Please will you say a few words about Grace?

We all know the ordinary meaning of the word gracious, a gracious person, someone who is generous, giving, without being condescending, just naturally, spontaneously giving, the giver of good things. The giving of good things is Grace. I believe it is in that sense that the religions have talked of the Grace of God. In India, one of the Rg-Vedic Gods is Bhaga. Bhaga is the giver, the giver of good things. The Buddha is called Bhagava, and it is translated as the Fortunate One. He is the giver of good fortune, and the best fortune in Buddhist terms is the receiving through Grace of the dhamma, that is the greatest good fortune.

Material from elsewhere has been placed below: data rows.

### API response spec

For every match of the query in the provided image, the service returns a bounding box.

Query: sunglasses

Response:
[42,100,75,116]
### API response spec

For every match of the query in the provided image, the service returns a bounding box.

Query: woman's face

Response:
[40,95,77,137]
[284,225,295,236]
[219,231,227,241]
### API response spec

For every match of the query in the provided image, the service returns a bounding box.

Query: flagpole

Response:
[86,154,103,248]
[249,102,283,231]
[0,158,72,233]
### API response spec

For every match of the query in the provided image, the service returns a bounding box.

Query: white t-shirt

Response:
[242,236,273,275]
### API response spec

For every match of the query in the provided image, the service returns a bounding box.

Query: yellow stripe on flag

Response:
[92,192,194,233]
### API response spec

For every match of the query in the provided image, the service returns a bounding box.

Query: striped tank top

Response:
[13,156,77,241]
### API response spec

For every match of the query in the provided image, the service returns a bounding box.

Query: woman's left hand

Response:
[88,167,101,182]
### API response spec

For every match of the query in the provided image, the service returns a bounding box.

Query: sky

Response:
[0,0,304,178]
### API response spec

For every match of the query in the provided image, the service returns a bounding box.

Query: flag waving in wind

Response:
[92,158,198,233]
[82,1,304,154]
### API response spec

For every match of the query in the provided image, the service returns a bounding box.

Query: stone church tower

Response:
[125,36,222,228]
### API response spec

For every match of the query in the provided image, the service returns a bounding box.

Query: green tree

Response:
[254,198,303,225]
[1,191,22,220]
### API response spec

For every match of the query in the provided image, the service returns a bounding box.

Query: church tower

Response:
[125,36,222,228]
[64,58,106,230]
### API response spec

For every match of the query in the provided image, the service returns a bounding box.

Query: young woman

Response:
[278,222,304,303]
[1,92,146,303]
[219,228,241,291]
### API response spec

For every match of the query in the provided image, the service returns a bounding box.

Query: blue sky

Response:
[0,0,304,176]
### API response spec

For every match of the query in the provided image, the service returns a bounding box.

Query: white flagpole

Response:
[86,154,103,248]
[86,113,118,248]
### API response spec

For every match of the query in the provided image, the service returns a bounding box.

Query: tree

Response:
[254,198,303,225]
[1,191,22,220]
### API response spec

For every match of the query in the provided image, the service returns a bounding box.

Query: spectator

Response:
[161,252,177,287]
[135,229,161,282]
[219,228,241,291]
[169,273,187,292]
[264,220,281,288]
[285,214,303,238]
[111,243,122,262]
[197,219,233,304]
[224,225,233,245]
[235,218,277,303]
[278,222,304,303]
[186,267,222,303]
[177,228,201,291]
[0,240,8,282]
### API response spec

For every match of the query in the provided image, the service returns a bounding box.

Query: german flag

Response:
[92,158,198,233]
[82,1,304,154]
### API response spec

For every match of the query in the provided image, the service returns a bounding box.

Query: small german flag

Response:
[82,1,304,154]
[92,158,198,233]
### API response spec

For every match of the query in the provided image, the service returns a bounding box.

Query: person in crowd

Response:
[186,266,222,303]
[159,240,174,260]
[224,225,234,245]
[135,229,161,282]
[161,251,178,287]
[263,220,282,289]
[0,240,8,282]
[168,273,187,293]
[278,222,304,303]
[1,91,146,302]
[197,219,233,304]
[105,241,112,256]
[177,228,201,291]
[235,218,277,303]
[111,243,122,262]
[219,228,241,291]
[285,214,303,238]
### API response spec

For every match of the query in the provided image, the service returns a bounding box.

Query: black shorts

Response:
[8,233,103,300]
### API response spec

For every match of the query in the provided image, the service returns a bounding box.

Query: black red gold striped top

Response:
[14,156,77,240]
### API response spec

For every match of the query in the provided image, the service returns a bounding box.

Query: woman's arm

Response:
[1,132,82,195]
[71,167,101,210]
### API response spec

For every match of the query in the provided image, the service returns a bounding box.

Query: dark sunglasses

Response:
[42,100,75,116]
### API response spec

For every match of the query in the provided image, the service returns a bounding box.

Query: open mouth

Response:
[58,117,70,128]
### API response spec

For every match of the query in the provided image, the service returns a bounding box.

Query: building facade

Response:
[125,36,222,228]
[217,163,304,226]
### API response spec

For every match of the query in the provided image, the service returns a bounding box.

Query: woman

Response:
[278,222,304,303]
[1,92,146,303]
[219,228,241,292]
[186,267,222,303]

In your article on Death in The Middle Way you say, “When the five-khandā bundle dies, all the physical atoms composing the body return to the universal stock, all the psychical components likewise return to the aggregates, affecting and influencing the quality and properties of the stock.” Could you please tell us at what stage in manifestation the stock first appears?

To be quite truthful, I don’t know! I haven’t come across any calendar which tells me that! One may imagine that this stock, as far as it concerns human beings, appears when the psycho-physical organism comes into being, but when that came into being, the Lord knows! I don’t suppose he does even, because in these contexts what is time? We are here, we human beings are responsible for the psychical atmosphere that we have generated through the millennia. We are responsible for the changes which we introduce into the psychical atmosphere. The question goes on, “Is it what you call fundamental substance and does this stock become the building bricks of the next pulse or the next manifestation?” No. If by pulse you are referring to the phrase the pulse of creation in its supreme sense, that pulse is always new, it is non-repetitive. People regard the pulse of creation and the production of a new universe somewhat after the fashion of rearranging the furniture in the room, using the old stuff. No, primordial creative activity is totally new all the time. I have to use the word pulse because there is no word in the language which can express this without bringing in the feeling of time. The word pulse also brings in the feeling of time, but time as we know it just does not exists. This pulse of creation is Action in Eternity. The ultimate cosmos is something infinitely beyond the cosmos that we can examine, observe and talk about and so forth, and that ultimate Totality comes into being in Eternity where there is no time. Everything happens immediately, that is the extraordinary part of it. In fact it is reflected in what scientists have said about the Big Bang. From the initial moment of time, which they call the Singularity, (within 1 divided by 1 with 43 noughts after it of a second), suddenly most of the universe has come into being. That is reflected in material terms, but material which is not yet solid or liquid. It is entirely in terms of the sub-atomic particles and nuclei of the various chemical elements. So it is very difficult to say anything about questions of this sort really.